Review: ‘The Guardians’

Hot Docs 2018

3 mins read

The Guardians
(Canada, 104 minutes)
Dir: Billie Mintz
Programme: Canadian Spectrum. (World Premiere)


State-appointed guardianship in Nevada has become an issue in elder abuse. Numerous cases of guardianship have cropped up, where older people are threatened to comply, and, once in custody, are forced to obey strict rules, which ensure their incarceration. In The Guardians, victims discuss their stories. We hear of people who were told if they did not leave their homes they would be arrested or sent to psychiatric facilities; who were told they could not speak languages other than English lest they be capable of expressing their distress, or who were drugged to the point of constant, dangerous sedation. Families discuss being at a loss, not understanding, where their parents have been taken or why, while the guardians begin to siphon off the assets of their wards who, being generally retired homeowners, have a lot to be taken.

Guardianship is shocking, and obscure. The issue is not well known, as demonstrated by the multiple victims who struggled with their circumstances, never knowing if they were being lied to or manipulated until it was too late. Director Billie Mintz’s investigation reveals much in a thorough, informative way, allowing audiences to learn about this issue. Working heavily with the victims themselves, The Guardians allows the people most impacted by guardianship to speak for themselves, relating their experiences and their desires for justice. Not only does the film have value as educational, but as a podium for these people to express themselves and, hopefully, find some closure (and justice) in the face of the horrible things done to them.

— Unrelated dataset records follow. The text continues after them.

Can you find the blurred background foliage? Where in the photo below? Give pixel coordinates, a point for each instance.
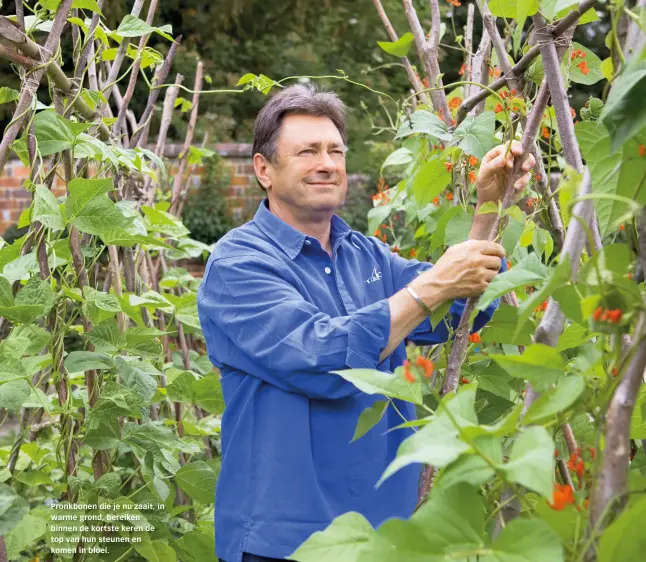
(282, 38)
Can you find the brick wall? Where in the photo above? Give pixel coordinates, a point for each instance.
(242, 196)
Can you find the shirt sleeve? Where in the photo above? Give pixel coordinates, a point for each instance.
(255, 319)
(404, 271)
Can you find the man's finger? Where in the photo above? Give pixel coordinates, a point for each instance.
(492, 249)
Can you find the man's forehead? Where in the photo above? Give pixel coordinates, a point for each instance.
(310, 130)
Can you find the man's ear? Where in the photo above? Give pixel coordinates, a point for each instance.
(262, 167)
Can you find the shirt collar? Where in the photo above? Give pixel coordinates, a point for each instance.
(287, 237)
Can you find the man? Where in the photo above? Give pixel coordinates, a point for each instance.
(296, 293)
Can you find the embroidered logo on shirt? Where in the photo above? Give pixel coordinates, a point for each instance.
(376, 276)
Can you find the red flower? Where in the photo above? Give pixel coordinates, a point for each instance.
(562, 495)
(455, 102)
(583, 67)
(427, 365)
(408, 374)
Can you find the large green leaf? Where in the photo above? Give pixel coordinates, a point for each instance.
(510, 9)
(429, 181)
(594, 73)
(53, 133)
(526, 540)
(624, 114)
(13, 394)
(475, 134)
(24, 535)
(528, 271)
(393, 385)
(208, 393)
(46, 209)
(370, 417)
(422, 121)
(132, 26)
(198, 480)
(343, 540)
(531, 461)
(12, 509)
(78, 361)
(555, 400)
(400, 47)
(540, 364)
(437, 443)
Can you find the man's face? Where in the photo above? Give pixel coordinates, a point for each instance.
(309, 172)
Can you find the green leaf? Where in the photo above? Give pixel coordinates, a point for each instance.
(555, 400)
(8, 94)
(429, 181)
(422, 121)
(400, 47)
(458, 227)
(392, 385)
(594, 73)
(198, 480)
(559, 276)
(475, 134)
(208, 393)
(78, 361)
(46, 209)
(528, 271)
(527, 540)
(343, 539)
(540, 364)
(34, 300)
(370, 417)
(132, 26)
(623, 540)
(12, 509)
(624, 114)
(531, 461)
(397, 158)
(437, 443)
(24, 535)
(502, 327)
(138, 376)
(82, 191)
(156, 551)
(52, 132)
(13, 394)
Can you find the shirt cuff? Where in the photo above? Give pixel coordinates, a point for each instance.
(368, 335)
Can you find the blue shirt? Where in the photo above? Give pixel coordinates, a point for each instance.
(278, 314)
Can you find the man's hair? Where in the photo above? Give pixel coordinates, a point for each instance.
(301, 99)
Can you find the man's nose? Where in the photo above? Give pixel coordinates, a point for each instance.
(326, 162)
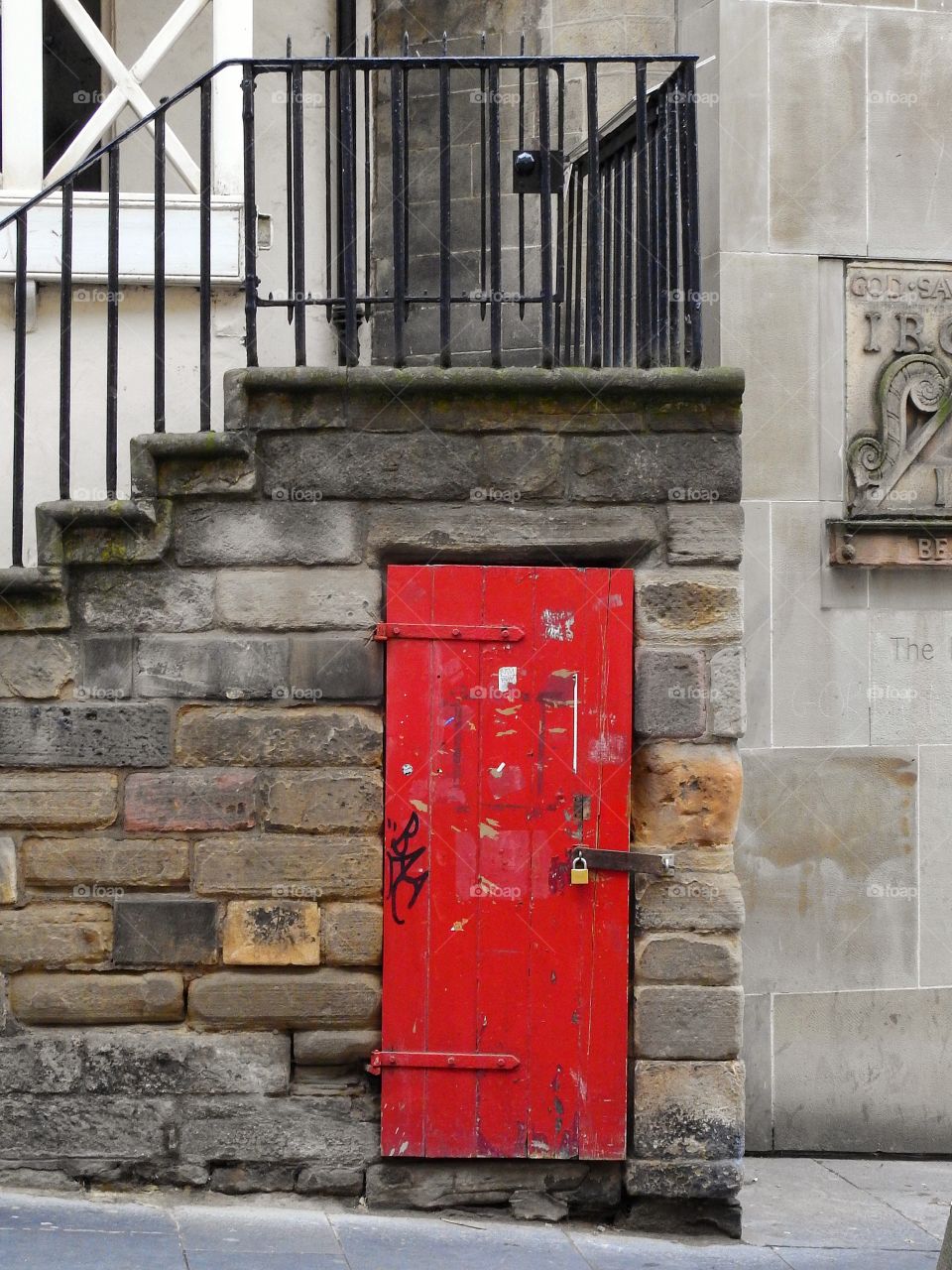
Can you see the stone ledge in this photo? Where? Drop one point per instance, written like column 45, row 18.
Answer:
column 481, row 399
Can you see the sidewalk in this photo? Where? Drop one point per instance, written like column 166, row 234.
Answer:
column 838, row 1214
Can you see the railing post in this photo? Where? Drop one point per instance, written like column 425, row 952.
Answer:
column 22, row 76
column 232, row 36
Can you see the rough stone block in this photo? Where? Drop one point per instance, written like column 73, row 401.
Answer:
column 96, row 998
column 298, row 598
column 128, row 734
column 684, row 794
column 688, row 1179
column 322, row 802
column 705, row 534
column 226, row 666
column 275, row 531
column 146, row 598
column 272, row 933
column 166, row 930
column 55, row 935
column 728, row 693
column 506, row 531
column 688, row 1021
column 431, row 1185
column 371, row 465
column 335, row 667
column 289, row 866
column 8, row 870
column 317, row 1179
column 334, row 1048
column 277, row 1129
column 105, row 668
column 688, row 604
column 206, row 799
column 711, row 960
column 669, row 693
column 688, row 1110
column 654, row 468
column 84, row 862
column 144, row 1061
column 64, row 1127
column 56, row 801
column 36, row 666
column 308, row 998
column 693, row 901
column 261, row 735
column 352, row 934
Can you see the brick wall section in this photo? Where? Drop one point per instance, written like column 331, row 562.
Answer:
column 190, row 749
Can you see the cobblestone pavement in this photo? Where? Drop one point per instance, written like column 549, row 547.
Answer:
column 838, row 1214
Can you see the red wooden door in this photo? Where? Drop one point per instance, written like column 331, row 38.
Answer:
column 508, row 742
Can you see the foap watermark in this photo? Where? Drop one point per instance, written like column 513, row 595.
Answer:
column 296, row 494
column 488, row 494
column 295, row 693
column 96, row 890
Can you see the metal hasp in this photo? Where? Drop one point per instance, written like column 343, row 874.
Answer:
column 465, row 634
column 381, row 1058
column 647, row 862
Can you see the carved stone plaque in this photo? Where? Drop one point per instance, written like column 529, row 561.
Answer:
column 898, row 391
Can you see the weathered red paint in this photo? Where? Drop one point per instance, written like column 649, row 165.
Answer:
column 488, row 948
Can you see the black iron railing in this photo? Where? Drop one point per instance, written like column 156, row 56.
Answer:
column 461, row 220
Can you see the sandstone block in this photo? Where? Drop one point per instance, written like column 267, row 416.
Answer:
column 145, row 1061
column 55, row 935
column 298, row 598
column 145, row 598
column 317, row 1179
column 276, row 531
column 127, row 734
column 206, row 799
column 338, row 666
column 111, row 861
column 96, row 998
column 352, row 934
column 669, row 693
column 289, row 866
column 684, row 794
column 705, row 534
column 277, row 737
column 711, row 960
column 272, row 933
column 688, row 1021
column 688, row 604
column 107, row 668
column 654, row 468
column 334, row 1048
column 692, row 901
column 8, row 871
column 683, row 1179
column 36, row 666
column 168, row 930
column 729, row 715
column 308, row 998
column 322, row 802
column 277, row 1129
column 231, row 667
column 55, row 801
column 688, row 1110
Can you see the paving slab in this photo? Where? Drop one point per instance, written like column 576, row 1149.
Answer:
column 918, row 1189
column 801, row 1203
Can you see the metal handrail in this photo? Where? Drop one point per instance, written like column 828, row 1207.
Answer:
column 626, row 238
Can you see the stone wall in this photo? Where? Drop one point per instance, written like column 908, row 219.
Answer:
column 190, row 794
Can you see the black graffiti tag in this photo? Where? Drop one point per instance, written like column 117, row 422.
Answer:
column 400, row 861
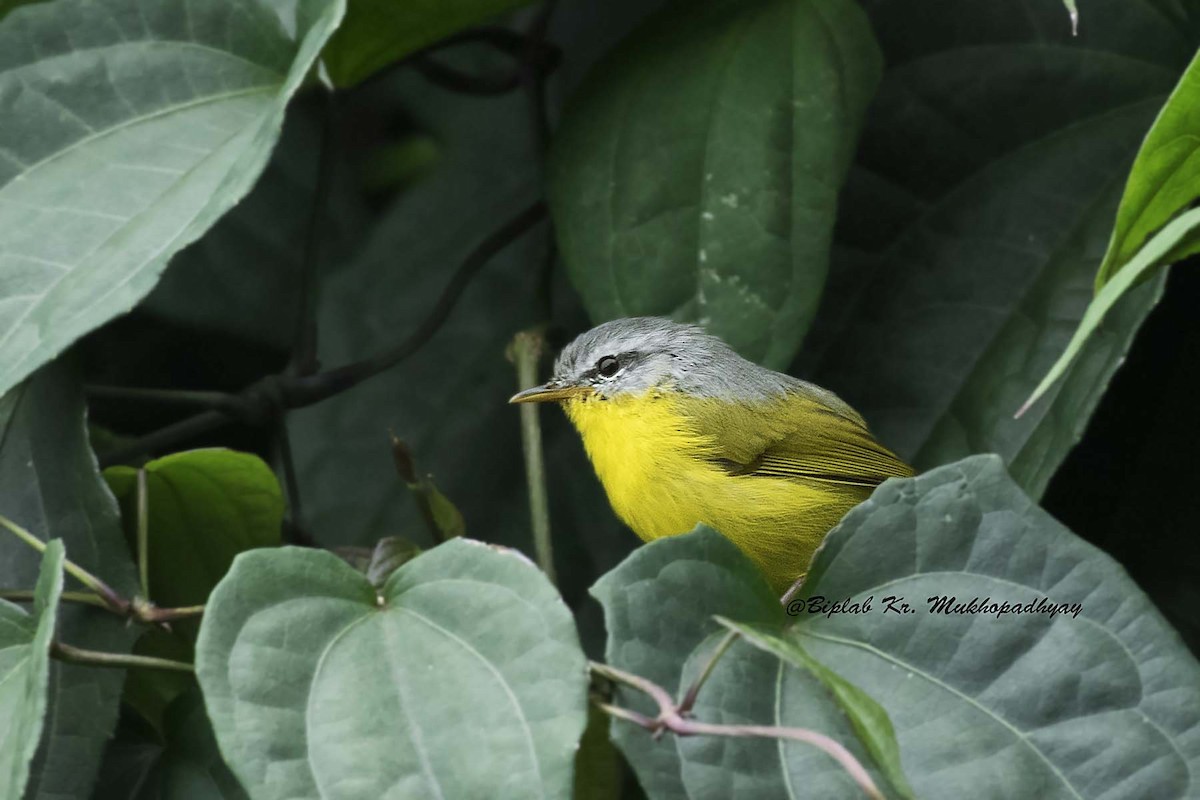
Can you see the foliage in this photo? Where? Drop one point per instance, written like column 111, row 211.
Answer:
column 736, row 226
column 283, row 495
column 469, row 648
column 25, row 672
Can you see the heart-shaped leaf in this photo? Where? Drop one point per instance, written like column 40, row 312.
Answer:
column 1074, row 689
column 696, row 173
column 126, row 136
column 204, row 507
column 25, row 672
column 970, row 229
column 461, row 678
column 660, row 607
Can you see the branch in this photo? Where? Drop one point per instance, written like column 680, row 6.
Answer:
column 70, row 654
column 447, row 77
column 143, row 533
column 28, row 596
column 307, row 391
column 106, row 593
column 723, row 647
column 525, row 350
column 175, row 396
column 670, row 719
column 167, row 437
column 304, row 347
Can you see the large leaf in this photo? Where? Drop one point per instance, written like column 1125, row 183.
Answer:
column 1021, row 704
column 696, row 174
column 377, row 32
column 466, row 671
column 244, row 276
column 51, row 486
column 989, row 172
column 126, row 136
column 1173, row 242
column 25, row 673
column 870, row 721
column 1105, row 703
column 204, row 507
column 1162, row 184
column 448, row 401
column 659, row 608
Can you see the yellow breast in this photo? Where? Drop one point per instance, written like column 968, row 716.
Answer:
column 663, row 477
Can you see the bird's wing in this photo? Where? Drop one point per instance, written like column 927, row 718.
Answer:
column 808, row 435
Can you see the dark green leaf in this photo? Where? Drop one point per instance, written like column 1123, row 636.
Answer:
column 185, row 764
column 1048, row 705
column 447, row 401
column 49, row 485
column 659, row 608
column 1162, row 184
column 870, row 721
column 244, row 276
column 598, row 764
column 988, row 175
column 466, row 672
column 696, row 174
column 1175, row 241
column 205, row 506
column 377, row 32
column 25, row 672
column 125, row 138
column 1165, row 176
column 1021, row 704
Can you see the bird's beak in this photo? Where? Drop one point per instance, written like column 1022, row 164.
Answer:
column 546, row 394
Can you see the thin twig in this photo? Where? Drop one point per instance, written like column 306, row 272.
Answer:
column 792, row 590
column 70, row 654
column 306, row 391
column 689, row 698
column 113, row 600
column 28, row 596
column 167, row 437
column 304, row 347
column 143, row 534
column 671, row 720
column 525, row 352
column 295, row 509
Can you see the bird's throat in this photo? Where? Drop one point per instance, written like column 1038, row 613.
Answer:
column 647, row 455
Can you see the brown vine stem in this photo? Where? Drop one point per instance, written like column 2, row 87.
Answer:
column 106, row 593
column 671, row 720
column 525, row 352
column 102, row 595
column 27, row 596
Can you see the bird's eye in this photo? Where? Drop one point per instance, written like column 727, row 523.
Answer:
column 607, row 366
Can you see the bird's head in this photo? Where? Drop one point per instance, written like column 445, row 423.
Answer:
column 633, row 356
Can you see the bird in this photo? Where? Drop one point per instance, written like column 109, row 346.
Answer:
column 681, row 429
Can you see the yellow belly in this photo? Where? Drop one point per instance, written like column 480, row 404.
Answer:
column 661, row 480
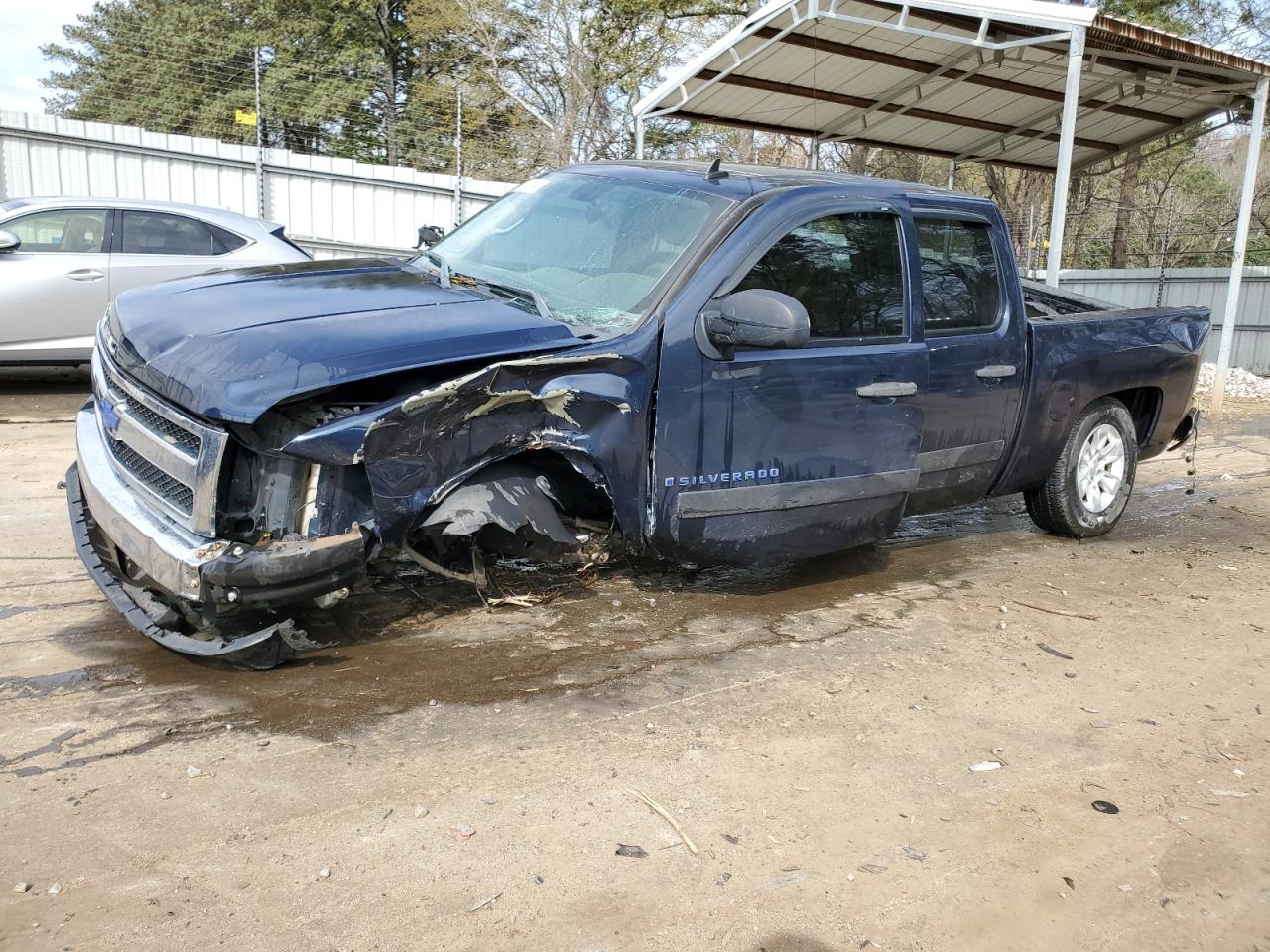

But overall, The Guardians is almost painfully conventional. Straightforward to a fault, it drags on despite its reasonable runtime. Mintz, taking center stage as he investigates on screen, becomes a guide for audiences. He emotes melodramatically—at every turn, he expresses amplified incredulity, sorrow, and rage, at guardians and the systems that protect them.

Mintz seems to have no tangible connection to the issue of guardianship. On the face of the people actually abused, the children that lost their parents, the families that have been financially manipulated, the constant focus on the director feels tasteless, and his exaggerated emotions, though warranted, seem to be just that: exaggerated. The Guardians sheds lights on an under-discussed issue, and it definitely has its heart in the right place. Hopefully, it can raise awareness and even cause change. But the way it is made is not entirely successful, and often takes away from the problems at hand.